General Secretary of the Socialist Party of Serbia
- In office 2 March 1996 – October 2000
- Preceded by: Milomir Minić
- Succeeded by: Zoran Anđelković

Personal details
- Born: 20 May 1958 Valjevo, PR Serbia, FPR Yugoslavia
- Died: 16 December 2024 (aged 66)
- Political party: League of Communists of Serbia (until 1990); Socialist Party of Serbia (1990–2000);
- Parents: Arsenije Gajević (father); Elvira Švikart (mother);
- Alma mater: University of Belgrade Faculty of Law

= Gorica Gajević =

Serbian lawyer and politician (1958–2024)
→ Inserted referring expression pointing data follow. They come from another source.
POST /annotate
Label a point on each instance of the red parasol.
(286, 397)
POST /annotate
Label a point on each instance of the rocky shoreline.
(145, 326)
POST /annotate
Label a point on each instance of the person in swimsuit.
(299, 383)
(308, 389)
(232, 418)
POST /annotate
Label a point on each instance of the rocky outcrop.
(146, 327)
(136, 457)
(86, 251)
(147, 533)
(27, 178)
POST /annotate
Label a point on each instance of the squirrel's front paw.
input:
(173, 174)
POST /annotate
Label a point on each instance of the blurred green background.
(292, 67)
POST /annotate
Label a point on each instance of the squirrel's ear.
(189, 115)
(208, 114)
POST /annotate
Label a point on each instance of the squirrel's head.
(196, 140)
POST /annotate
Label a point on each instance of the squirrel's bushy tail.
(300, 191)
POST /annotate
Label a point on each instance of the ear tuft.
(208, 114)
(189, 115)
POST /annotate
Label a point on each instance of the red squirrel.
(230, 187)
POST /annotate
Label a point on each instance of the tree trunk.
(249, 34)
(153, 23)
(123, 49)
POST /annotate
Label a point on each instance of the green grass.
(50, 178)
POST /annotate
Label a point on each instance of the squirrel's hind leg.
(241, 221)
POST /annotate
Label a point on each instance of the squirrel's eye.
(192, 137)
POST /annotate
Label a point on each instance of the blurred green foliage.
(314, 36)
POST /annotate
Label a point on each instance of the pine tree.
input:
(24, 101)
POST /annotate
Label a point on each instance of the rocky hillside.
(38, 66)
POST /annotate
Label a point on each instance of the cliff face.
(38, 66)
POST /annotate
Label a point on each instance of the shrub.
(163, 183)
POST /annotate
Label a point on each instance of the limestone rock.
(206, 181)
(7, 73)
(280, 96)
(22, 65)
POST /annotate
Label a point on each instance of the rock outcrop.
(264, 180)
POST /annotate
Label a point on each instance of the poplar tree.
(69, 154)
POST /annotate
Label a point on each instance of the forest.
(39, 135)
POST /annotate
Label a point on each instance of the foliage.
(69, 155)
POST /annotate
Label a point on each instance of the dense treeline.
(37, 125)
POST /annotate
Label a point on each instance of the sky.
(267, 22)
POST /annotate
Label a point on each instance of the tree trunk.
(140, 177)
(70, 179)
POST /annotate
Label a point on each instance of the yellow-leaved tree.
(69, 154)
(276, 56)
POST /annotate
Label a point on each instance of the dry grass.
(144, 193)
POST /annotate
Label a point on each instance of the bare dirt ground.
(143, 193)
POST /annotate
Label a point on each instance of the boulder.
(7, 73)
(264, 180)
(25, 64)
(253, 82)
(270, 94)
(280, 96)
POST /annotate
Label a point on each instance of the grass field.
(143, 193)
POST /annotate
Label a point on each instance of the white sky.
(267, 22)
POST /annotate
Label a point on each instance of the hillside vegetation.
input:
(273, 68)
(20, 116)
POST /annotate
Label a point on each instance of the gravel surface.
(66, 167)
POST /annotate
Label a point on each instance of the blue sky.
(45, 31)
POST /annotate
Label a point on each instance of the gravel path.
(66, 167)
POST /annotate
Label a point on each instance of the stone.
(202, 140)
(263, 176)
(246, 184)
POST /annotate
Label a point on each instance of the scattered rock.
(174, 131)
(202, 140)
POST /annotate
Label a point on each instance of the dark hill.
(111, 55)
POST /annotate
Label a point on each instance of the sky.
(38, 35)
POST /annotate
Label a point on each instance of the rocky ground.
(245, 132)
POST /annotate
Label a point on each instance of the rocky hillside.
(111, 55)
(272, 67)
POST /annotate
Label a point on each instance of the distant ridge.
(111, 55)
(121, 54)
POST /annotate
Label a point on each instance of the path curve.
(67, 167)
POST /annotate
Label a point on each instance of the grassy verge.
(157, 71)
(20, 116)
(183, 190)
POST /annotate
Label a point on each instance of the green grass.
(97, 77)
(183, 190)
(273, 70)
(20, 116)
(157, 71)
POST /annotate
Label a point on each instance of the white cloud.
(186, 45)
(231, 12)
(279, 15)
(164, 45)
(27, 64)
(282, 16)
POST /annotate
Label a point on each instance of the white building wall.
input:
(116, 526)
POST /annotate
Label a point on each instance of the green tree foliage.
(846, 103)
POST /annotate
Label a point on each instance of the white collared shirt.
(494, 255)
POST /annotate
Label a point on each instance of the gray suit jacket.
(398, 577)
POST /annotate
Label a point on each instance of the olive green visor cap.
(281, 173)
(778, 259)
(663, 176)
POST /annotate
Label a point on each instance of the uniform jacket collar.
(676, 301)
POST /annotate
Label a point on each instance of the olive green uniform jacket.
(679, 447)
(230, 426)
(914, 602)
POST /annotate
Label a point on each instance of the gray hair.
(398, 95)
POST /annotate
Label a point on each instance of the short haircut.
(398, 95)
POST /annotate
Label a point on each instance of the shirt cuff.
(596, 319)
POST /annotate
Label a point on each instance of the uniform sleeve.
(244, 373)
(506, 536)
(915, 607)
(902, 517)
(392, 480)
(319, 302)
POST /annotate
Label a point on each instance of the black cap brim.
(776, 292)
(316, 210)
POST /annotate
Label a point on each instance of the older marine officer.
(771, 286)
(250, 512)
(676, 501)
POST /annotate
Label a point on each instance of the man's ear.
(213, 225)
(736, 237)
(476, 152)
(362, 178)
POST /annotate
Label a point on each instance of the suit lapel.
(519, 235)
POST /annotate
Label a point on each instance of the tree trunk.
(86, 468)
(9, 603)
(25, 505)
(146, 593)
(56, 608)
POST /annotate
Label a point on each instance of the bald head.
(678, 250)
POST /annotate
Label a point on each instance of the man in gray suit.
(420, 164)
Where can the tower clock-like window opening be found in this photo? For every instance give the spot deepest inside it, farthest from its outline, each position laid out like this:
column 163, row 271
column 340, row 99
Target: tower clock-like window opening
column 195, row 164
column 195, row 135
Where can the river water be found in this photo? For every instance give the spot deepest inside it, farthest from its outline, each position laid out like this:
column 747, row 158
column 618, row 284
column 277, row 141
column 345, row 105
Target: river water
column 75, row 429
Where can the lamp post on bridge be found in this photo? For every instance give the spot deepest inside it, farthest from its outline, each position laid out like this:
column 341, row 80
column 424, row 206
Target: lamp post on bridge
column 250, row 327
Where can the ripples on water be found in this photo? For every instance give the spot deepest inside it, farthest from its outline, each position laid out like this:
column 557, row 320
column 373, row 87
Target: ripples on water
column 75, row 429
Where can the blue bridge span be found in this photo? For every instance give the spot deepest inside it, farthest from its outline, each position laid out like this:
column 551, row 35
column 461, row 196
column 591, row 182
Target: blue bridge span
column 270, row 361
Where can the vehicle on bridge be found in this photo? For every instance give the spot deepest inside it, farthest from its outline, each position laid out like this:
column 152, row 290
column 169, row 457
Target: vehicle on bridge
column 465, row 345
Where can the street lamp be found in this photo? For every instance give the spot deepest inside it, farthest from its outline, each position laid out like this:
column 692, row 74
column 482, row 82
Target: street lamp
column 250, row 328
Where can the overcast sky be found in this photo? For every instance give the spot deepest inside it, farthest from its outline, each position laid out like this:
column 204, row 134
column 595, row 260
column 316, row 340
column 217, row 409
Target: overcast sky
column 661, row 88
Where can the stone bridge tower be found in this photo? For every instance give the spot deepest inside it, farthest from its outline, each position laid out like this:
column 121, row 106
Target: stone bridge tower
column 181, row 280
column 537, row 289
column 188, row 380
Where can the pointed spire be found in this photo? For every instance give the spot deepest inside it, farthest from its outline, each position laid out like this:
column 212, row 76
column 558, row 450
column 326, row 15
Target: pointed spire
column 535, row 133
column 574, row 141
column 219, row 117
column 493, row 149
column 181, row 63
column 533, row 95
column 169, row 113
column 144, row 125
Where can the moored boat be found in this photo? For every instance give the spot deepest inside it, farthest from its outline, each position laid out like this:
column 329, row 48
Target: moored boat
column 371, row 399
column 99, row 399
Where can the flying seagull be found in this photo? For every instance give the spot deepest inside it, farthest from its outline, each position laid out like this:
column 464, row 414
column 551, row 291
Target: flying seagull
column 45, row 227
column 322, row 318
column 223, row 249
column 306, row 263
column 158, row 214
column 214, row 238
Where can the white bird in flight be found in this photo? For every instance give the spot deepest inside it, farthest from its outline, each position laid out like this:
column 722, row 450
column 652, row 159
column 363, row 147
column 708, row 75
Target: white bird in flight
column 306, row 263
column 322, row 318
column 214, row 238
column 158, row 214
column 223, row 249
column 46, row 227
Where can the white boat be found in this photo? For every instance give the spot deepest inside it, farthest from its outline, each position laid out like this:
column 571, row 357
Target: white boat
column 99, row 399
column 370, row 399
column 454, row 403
Gorica Gajević (Serbian Cyrillic: Горица Гајевић; 20 May 1958 – 16 December 2024) was a Serbian judge, lawyer, and politician.

== Background ==
Gajević was born in Valjevo, People's Republic of Serbia on 20 May 1958. Her father, Arsenije Gajević, was an agronomy engineer, and her mother, Elvira Švikart, was a Swiss housewife. When she was five, they moved to Raška, where she grew up and graduated from the secondary school "25 May" in 1977. In 1981, she graduated from the University of Belgrade Faculty of Law. From 1982 to 1983 she was a trainee judge and then an expert associate from 1983 to 1984.

Gajević died on 16 December 2024, at the age of 66.

== Career ==
In 1984, she was appointed a judge in the Municipal Court of Raška where she served until 1989.

She was an active member of the League of Communists of Yugoslavia. In 1989, she became the president of the Municipal Committee of the League of Communists of Serbia in Raška, which became the Socialist Party of Serbia (SPS) in 1990. She held this position until 1992.

From 1990 to 1993, she was an elected member of the Federal Chamber of Citizens (lower house). In 1995, after the resignation of Milorad Vučelić, she became the head of the SPS parliamentary team. At the third SPS congress, held on 2 March 1996, she succeeded Milomir Minić as General Secretary of the Socialist Party of Serbia. Shortly after, she was appointed vice-president of the Federal Chamber of the Republics (upper house).

In October 2000, after the overthrow of Slobodan Milošević, she was forced to resign from the General Secretary position.